Au delà des échéances électorales majeures de 2012, nous devons veiller à la vitalité associative et citoyenne mise à mal à bien des endroits. Mettre en débat les fondements de l’intervention publique en matière d’art et de culture, c'est interroger ce qui fonde l’intérêt général au niveau de la société toute entière.

C'est le sens de notre engagement militant au sein de l'Ufisc qui n'a pas faibli et dont la présidence est toujours assurée par notre directeur. Nous avons participé activement aux Etats généraux de l'ESS en juin, et aux travaux et réflexions sur la coopération menés à Redon, puis en Avignon en 2011 qui trouvent leur aboutissement ici à Saint-Etienne avec les journées professionnelles de ces 2 prochains jours. Le contexte nous invite à nous mobiliser pour une politique culturelle réinventée.
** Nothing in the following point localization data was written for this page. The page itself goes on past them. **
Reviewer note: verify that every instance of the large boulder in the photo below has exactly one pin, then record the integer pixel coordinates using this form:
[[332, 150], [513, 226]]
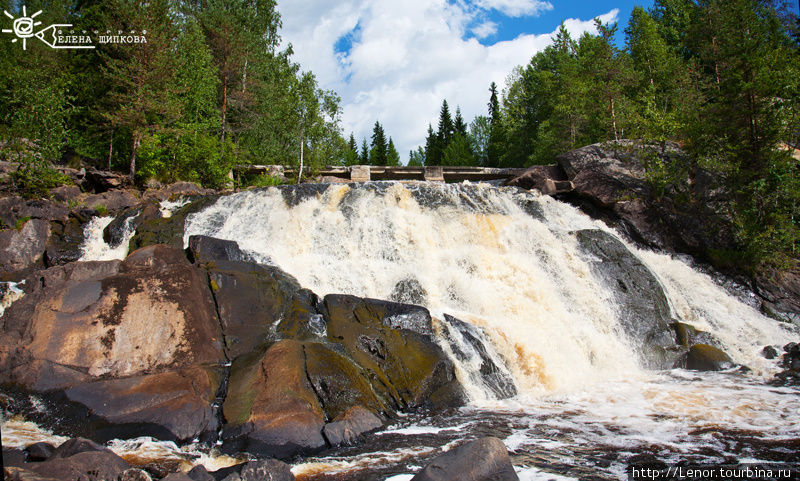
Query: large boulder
[[395, 343], [24, 248], [136, 343], [644, 309], [484, 459], [271, 407]]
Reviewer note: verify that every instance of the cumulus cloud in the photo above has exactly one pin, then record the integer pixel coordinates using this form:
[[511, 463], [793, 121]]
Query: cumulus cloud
[[397, 61], [515, 8]]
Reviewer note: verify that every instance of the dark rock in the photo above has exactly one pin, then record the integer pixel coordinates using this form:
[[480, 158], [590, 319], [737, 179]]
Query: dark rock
[[177, 477], [14, 457], [40, 451], [495, 378], [100, 181], [137, 343], [644, 309], [547, 179], [484, 459], [394, 342], [409, 291], [113, 201], [176, 190], [207, 249], [702, 357], [271, 408], [96, 465], [66, 193], [134, 474], [250, 299], [350, 425], [176, 405], [24, 248], [129, 221], [75, 446], [199, 473], [66, 240], [266, 470], [20, 474]]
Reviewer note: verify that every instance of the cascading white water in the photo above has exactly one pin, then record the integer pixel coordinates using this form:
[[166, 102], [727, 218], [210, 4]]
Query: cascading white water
[[480, 257]]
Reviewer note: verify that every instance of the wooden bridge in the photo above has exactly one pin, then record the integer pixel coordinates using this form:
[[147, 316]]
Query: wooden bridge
[[365, 173]]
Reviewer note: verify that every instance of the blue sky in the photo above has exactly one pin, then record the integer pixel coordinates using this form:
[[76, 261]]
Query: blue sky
[[396, 61]]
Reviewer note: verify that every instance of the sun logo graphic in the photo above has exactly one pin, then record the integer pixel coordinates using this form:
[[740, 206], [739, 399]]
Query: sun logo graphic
[[23, 27], [53, 36]]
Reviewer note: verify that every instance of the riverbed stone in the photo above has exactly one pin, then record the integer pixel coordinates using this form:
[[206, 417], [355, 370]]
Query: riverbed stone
[[703, 357], [484, 459], [395, 343]]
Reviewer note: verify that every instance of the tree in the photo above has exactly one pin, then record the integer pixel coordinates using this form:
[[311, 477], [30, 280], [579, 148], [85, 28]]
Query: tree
[[140, 79], [495, 147], [379, 150], [392, 157]]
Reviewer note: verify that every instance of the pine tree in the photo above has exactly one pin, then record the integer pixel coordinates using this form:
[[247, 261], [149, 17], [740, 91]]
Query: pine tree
[[494, 150], [378, 154], [392, 156]]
Alors réinventons, comme nous l'avons amorcé avec nos amis du Jazz, avec nos réseaux partenaires, et dotons nous d'outils et de moyens solidaires d'entreprendre, dans les champs de l'observation, de la communication, de la diffusion, des actions culturelles, de la production...

Réinventons pour que se construisent de manière partagée et démocratique des politiques publiques ambitieuses, fondées sur l'intérêt général, la diversité, l'équité et la considération des droits culturels.

  

Sébastien Cornu, Président "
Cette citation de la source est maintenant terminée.